A common recommendation is that students should apply to six colleges with some going as high as ten. These recommendations usually suggest applying to a certain number of Reach, Match, and Safety schools. These are often defined in terms of where your academic record places you in terms of students the colleges accept.
There are several other factors that influence how many colleges you should apply to. The first is cost. Each school adds another college application fee and college test score reports. For the more competitive colleges, this can add up quickly.
Some high schools have placed limits on the number of colleges students can apply to by restricting the number of counselor letters students may request.
Another consideration is the actual time involved in completing the applications.

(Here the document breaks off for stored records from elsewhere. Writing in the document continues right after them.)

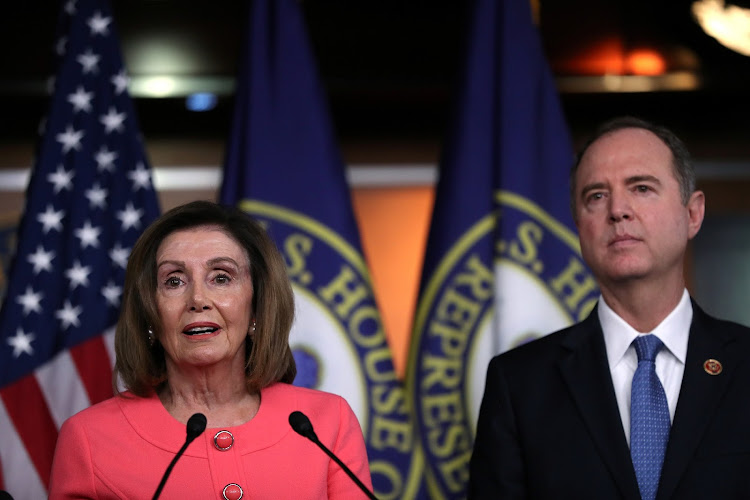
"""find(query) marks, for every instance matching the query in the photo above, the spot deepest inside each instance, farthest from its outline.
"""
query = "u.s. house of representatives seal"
(499, 285)
(339, 343)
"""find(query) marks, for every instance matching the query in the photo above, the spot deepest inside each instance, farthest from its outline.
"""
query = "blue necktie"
(649, 418)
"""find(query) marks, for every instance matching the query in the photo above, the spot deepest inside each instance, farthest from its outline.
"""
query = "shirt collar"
(673, 331)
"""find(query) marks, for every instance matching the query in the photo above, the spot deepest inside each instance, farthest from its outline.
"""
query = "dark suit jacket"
(549, 425)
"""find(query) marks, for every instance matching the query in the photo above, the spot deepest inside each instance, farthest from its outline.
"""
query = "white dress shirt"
(623, 360)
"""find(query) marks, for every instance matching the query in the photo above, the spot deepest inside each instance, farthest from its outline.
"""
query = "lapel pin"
(712, 367)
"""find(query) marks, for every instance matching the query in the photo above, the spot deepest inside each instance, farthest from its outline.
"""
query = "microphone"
(302, 426)
(195, 427)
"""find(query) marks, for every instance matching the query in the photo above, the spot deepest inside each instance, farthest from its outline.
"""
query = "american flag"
(89, 198)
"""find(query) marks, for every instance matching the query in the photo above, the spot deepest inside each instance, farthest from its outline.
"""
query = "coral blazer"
(121, 447)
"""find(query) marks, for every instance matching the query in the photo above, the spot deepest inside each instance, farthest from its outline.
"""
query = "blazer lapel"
(586, 371)
(699, 396)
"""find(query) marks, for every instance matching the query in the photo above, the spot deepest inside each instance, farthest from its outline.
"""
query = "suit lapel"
(700, 394)
(586, 372)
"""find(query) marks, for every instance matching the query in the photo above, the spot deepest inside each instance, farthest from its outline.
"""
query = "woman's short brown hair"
(142, 367)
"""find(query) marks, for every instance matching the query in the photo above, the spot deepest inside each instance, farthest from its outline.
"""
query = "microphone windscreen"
(302, 425)
(196, 425)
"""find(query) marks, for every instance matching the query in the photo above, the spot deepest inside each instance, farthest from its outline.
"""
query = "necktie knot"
(647, 347)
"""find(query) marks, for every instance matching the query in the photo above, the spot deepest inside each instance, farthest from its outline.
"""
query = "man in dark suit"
(556, 421)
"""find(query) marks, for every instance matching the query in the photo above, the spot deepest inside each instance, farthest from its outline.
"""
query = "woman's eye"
(222, 279)
(173, 282)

While the Common Application has made it easier to apply to multiple colleges at once, many colleges require supplemental essays that will require extra time to complete.

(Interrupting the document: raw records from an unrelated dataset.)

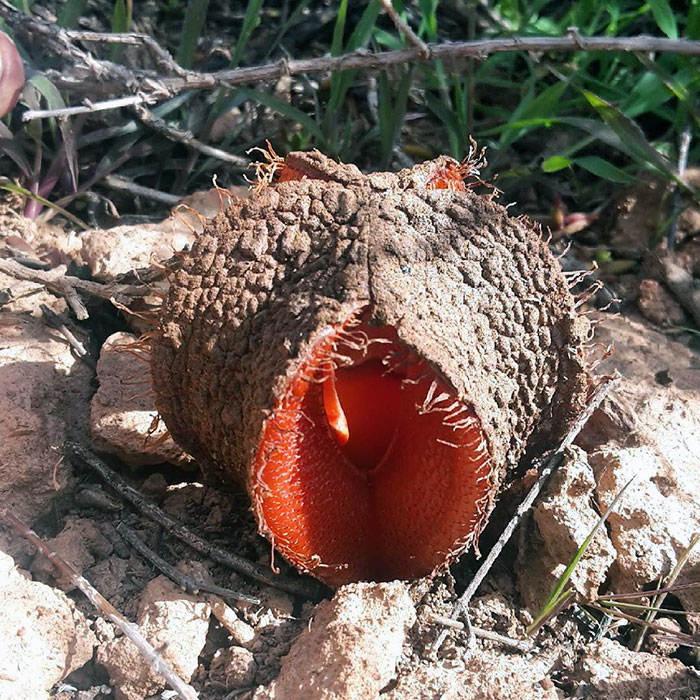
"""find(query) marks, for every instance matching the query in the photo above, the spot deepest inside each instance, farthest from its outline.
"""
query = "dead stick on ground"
(130, 630)
(174, 574)
(68, 286)
(482, 634)
(95, 77)
(159, 125)
(239, 564)
(553, 463)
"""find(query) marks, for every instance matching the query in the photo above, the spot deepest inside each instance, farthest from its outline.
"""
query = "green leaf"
(602, 168)
(663, 14)
(339, 29)
(54, 101)
(692, 27)
(340, 82)
(195, 15)
(121, 22)
(560, 593)
(633, 138)
(285, 109)
(555, 163)
(250, 22)
(71, 13)
(17, 189)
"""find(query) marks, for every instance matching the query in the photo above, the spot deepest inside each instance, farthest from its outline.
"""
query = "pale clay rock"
(232, 668)
(664, 423)
(44, 391)
(122, 412)
(79, 543)
(564, 517)
(351, 648)
(114, 251)
(173, 622)
(123, 248)
(613, 672)
(488, 675)
(654, 521)
(43, 636)
(240, 631)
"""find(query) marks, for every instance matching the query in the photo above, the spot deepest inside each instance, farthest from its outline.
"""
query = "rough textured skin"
(470, 289)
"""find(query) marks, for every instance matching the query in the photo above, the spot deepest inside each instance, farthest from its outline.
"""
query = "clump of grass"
(617, 608)
(557, 124)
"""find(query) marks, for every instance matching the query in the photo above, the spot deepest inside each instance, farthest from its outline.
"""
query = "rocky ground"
(366, 640)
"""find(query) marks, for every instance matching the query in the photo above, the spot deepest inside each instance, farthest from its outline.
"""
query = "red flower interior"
(370, 467)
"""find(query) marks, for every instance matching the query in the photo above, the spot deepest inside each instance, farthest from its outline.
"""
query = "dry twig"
(100, 78)
(130, 630)
(242, 566)
(174, 574)
(54, 320)
(552, 464)
(159, 125)
(683, 285)
(58, 282)
(482, 634)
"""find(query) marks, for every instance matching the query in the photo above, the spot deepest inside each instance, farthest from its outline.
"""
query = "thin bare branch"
(95, 77)
(54, 320)
(67, 286)
(87, 108)
(130, 630)
(552, 464)
(147, 117)
(482, 633)
(174, 574)
(117, 182)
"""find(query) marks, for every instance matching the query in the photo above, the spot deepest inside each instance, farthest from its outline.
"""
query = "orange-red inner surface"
(359, 477)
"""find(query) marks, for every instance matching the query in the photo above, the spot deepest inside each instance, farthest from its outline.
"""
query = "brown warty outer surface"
(370, 355)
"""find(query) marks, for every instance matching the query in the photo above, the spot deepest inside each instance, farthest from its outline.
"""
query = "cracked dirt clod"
(370, 355)
(563, 517)
(43, 637)
(122, 411)
(175, 623)
(351, 647)
(44, 392)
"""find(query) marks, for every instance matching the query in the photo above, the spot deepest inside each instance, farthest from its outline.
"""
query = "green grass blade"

In the past, students might apply to many schools to increase their chances of receiving financial aid. The use of Net Price Calculators should allow students to target schools most likely to meet their financial aid needs.
However, merit aid, non-need based aid that colleges award as scholarships, isn’t easily predicted by most Net Price Calculators. Therefore, students will still have to apply to a variety of colleges to maximize their chances of receiving merit money.
For students looking for financial aid, merit or need-based, ten schools is a reasonable number. Ultimately, students should not increase the number of colleges they apply to as a way to compensate for failing to research their options before applying.